Wallace's Corner

A socialist perspective on today's events

Microsoft: The Anti-Trust Ruling Changes Nothing

5 April 2000

After a two year court battle U.S. federal judges issued a verdict that Microsoft Corporation (owned by Bill Gates, the richest man in the world) was acting in a monopolistic manner, blocking rivals in a takeover of the market for internet browser software and computer operating systems.

With that ruling Bill Gates saw about $12 billion (U.S.) of his personal fortune disappear. It was a mere bruise to Gates who personally estimates his net worth at $90 billion. Microsoft has revenues of $19.7 billion.

Anti-trust activists were gleeful at the ruling. Media such as Canada's national Globe and Mail applauded the decision as a necessary move to harmonize capitalism:

What everyone can see without any doubt is that the instinct of the United States to treat capitalism as if it were a cholesterol-rich circulatory system has been reaffirmed. That is, while businesses are pumping the lifeblood of economic change through a society, they also have a tendency to clog up competitive arteries.
("Ruling on Microsoft: The market rules", Globe and Mail editorial, April 4, 2000).

The next day tremors were felt as stockmarkets in technology shares plunged dramatically throwing investors into a wave of terror bemoaning their debts in purchasing over-valued stock. Once again, as in the past few years, some market analysts feared that the financial world would come crashing down about their heads.

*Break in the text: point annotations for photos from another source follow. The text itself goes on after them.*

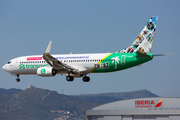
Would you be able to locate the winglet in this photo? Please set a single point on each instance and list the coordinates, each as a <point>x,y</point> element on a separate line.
<point>48,48</point>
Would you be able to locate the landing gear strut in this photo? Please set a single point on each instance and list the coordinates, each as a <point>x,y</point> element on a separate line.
<point>70,78</point>
<point>86,79</point>
<point>17,79</point>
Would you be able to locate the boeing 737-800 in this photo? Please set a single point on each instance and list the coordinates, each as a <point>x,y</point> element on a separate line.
<point>79,65</point>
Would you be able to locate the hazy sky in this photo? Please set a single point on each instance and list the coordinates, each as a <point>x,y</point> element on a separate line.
<point>80,26</point>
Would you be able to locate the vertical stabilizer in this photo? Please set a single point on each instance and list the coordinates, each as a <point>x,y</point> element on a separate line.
<point>143,43</point>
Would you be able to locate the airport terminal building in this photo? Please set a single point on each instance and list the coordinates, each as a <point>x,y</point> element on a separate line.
<point>137,109</point>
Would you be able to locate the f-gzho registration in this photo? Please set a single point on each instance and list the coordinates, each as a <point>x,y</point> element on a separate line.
<point>79,65</point>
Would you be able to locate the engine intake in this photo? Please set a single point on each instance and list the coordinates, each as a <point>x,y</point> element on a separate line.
<point>46,72</point>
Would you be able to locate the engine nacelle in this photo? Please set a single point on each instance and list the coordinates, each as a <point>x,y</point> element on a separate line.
<point>46,72</point>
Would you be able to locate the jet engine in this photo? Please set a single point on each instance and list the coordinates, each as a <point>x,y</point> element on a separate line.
<point>46,72</point>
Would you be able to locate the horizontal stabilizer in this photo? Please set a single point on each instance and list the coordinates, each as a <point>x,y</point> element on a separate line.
<point>141,55</point>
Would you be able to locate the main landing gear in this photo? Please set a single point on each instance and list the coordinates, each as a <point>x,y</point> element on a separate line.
<point>17,79</point>
<point>86,79</point>
<point>71,78</point>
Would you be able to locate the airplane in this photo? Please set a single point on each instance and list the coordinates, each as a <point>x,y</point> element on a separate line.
<point>79,65</point>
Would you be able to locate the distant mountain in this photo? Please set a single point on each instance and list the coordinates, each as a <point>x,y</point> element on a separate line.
<point>39,104</point>
<point>9,91</point>
<point>103,98</point>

Government politicians took to the TV cameras to try and assure everyone that capitalism was safe.

While the these stories grabbed the headlines of the national dailies, buried further in the back were two other stories with more relevant news to the condition of the working class.

A recent study by independent economist Monica Townson prepared for the Canadian Centre for Policy Alternatives states that about 2.2 million Canadian women (almost 19 per cent) are poor. It's the most in two decades. Poverty rates have hardly changed since 1970. Government policies (whether of the left-wing, liberal or conservative variety) in the anti-poverty "crusade", changes in the "social safety net" and unemployment insurance have miserably failed to make an impact.

On a larger scale, UN officials now indicate that some 16 million people living in the Horn of Africa may face starvation due to prolonged drought. In Ethiopia alone 8 million people are at risk. Thousands of refugees are migrating to towns and camps. While food is being pledged by aid services, it will not be enough to avert the hunger.

What lessons to Socialists draw from all this?

  1. That unfettered capitalism always tends to monopoly power as evidenced by the rise of Bill Gates' Microsoft corporation;
  2. That the State is the administrative body of capitalism to ensure the continued existence of capitalism to the benefit of the capitalist class as a whole. Anti-trust laws do not impede capitalism, but ensures stability of that class as evidenced by the court ruling against Microsoft;
  3. That the capitalist system is not a stable system, but one in continuous flux of boom and bust as evidenced by the panic of rising and falling stocks;
  4. That wealth in capitalist society is concentrated and controlled in fewer and fewer hands as evidenced by the few billionaires such as Bill Gates versus the millions living in poverty in advanced capitalist countries and the millions on the verge of starvation in developing ones;
  5. That reforms to the capitalist system, charity and aid are no solutions to the ills endured by the working class as evidenced by the decades of failed governmental initiatives;

We presently live in a commodified world of buy and sell, where everything is exploited for cash, for profit. All the wealth of society is created by a working class that owns and controls very little. Our destinies are tied to the movement of capital, to markets. Our dreams are not even our own. They are the dreams manufactured by corporate image, by Chrysler, Microsoft, Disney in a world geared to exploitation without end.

It is time for working people to understand that capitalism is a dismal system, an anachronism that must be shelved in favour of a system in which we as a whole control and make our own destiny, collectively, democratically. And that is what we call Socialism.